June 23, 2009
...Fly Clear is gone. Just as I was packing to fly off again tomorrow, Clear has ceased operations with no notice whatsoever. The troubling thing about this economy is not so much that business are in trouble, it's the alarming speed of their decline. There is so much leverage behind some of these ventures that if credit is cut off, they literally can't function overnight (the same thing happened to Bear Stearns on a much larger scale.) I have to believe that Clear was succeeding, so I wonder why their creditors pulled the rug out from under them?
June 18, 2009
Surely Sirius XM didn't just release a paid subscription model iPhone app that doesn't include Howard Stern, MLB NFL or other premium content? I realize that the rights to MLB and NFL on the iPhone are not theirs to sell, but they also didn't have to charge subscription fees, either. What Sirius XM has done here is far more sinister than this strategic error might initially suggest. What they have really done, by putting their service on the iPhone, amidst myriad other (free) apps like Pandora and Slacker, is to invite listeners to make the kind of apples-to-apples direct comparison to other services that was heretofore impossible with the satellite-only, dashboard-full-of-wires iteration of their previous offering.
May 29, 2009
You'd think I would be a sucker for web metrics, being in the market research business, but I find a lot of metrics to be ultimately not as useful in practice as they are 'interesting.' By useful here, I mean "have a direct correlation to driving sales." One that I love to track, however, is the percentage of site visits (landings/entry pages) that initially land on our home page.
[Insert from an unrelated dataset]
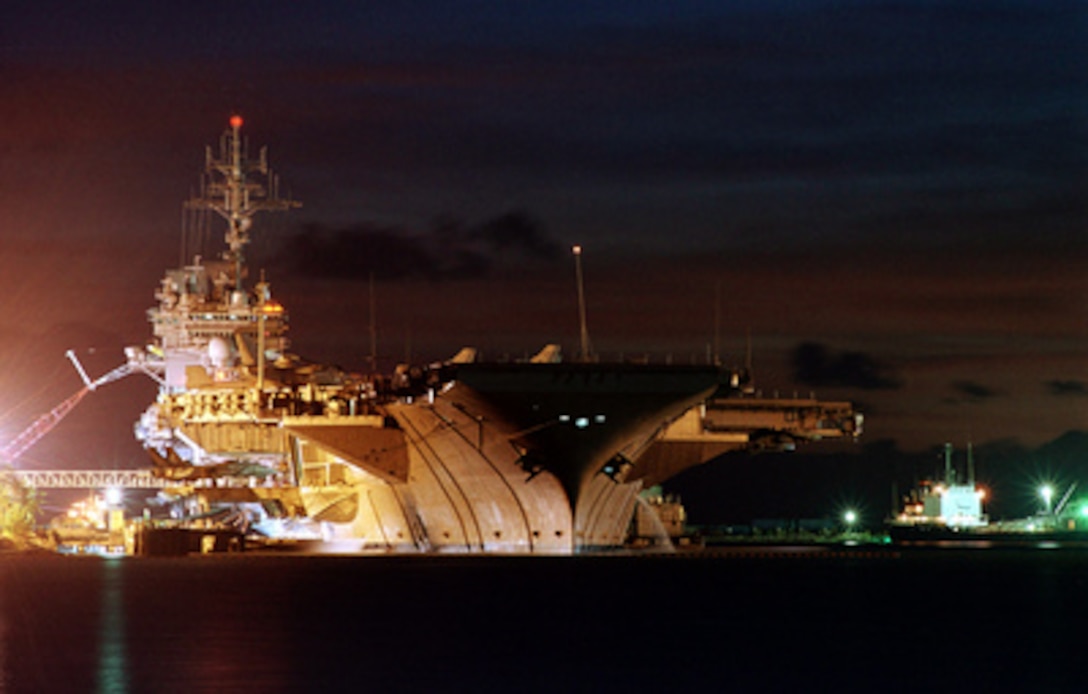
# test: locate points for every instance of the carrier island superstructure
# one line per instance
(542, 456)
Much to my delight, this number continues to decline. Today, less than 15% of our site visits enter initially through our home/index page, and this continues to drop from month to month. The lower this number goes, the better we are doing with creating content, articles, studies and other search-sticky content: i.e., the other stuff people land on when they visit the site. When someone visits our home page, we really don't know much about them, and they probably won't be back--that's the hard truth. When someone visits a page that is about something, however, we know a lot about them--that they are interested in that thing, at least--and when people find something of value on a topic they are interested in, they generally come back. When they keep coming back, they are more likely to regard us as subject matter experts, and that puts us one step closer to having a client relationship than we would have been had they simply stumbled across our home page at random.
May 26, 2009
I recently gave a webinar presenting the 2009 iteration of The Podcast Consumer Revealed. You can watch it in its entirety below:
May 4, 2009
These data points were taken at the very end of January 2008 and 2009, so this most recent stat is "B.O." (Before Oprah, though it remains to be seen if Oprah's recent Twitter adoption actually drove new users or just increased traffic). Now, estimating Twitter usage right now is about like throwing a dart at Dale Earnhardt...in the dark. Twitter is an upward speeding curve at the moment; still, we feel pretty secure about planting a flag here in showing January to January growth and estimating monthly users at around 5 million. This of course excludes users who are more 'casual' in their usage (though we argue that if you haven't used it in a month, you don't use it.) In 2008, by the way, we recorded '1' monthly user out of a methodologically sound, nationally representative survey of about 2000 Americans 12+.
April 24, 2009
While I am thrilled to have made the daily Center for Media Research brief, check out my quote at the bottom of the article. Do I...talk...like that? SPOCK! KHAAAAAAAAAAAAAAAAANNNN!!!!!
April 17, 2009
Yesterday I was privileged to co-present Edison's annual study with Arbitron of radio's digital future, The Infinite Dial. I'll be posting the full webcast in this space soon, but earlier today on our company's blog I wrote a brief piece on making content that matters called "One Great Song After Another." A brief note on one slide, but an important one. I know a lot of webcasters--hell, I used to be a webcaster--and one of the things that concerns me is the current fixation on the copyright royalty negotiations and how onerous those rights fees may be for webcasters. This is a serious problem, and one that threatens to put a lot of pure-play webcasters right out of business. I don't want to minimize that.